An additional study revealed that nDSM information is also critical when training a classifier with relatively few training samples. Again, in-sample performance remains high with and without nDSM information, but generalizability decreases substantially when nDSM information is excluded from training.

Together, these validation experiments demonstrate the importance of including nDSM information to ensure generalizable out-of-sample predictive performance for remote sensing classification tasks.

## Data Accessibility Statement

Please find the pre-print version of the article here: https://arxiv.org/abs/2104.13969.

## Acknowledgements

This work has been supported by the National Geospatial-Intelligence Agency under contract No.
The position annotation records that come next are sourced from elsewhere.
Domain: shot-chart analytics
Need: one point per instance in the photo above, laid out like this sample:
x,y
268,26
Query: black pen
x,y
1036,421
N0024-12-D-6404 DO 18F8332, as well as through the Science, Mathematics, and Research for Transformation (SMART) program. We would like to thank Kateri Garcia, Chris Clasen, and Patrick Yuen for their excellent guidance and input on this research. Approved for public release, 21-153.

We would also like to thank USSOCOM as well as the ISPRS for providing public datasets including annotations of objects of interest to facilitate research in remote sensing and machine learning. In addition, we thank the authors of (Audebert, Le Saux, and Lefèvre, 2018) for providing the source code for the SegNet architecture via GitHub. The corresponding author, Jan Petrich, may be reached at jup37@arl.psu.edu.

## Competing Interests

The authors have no competing interests to declare.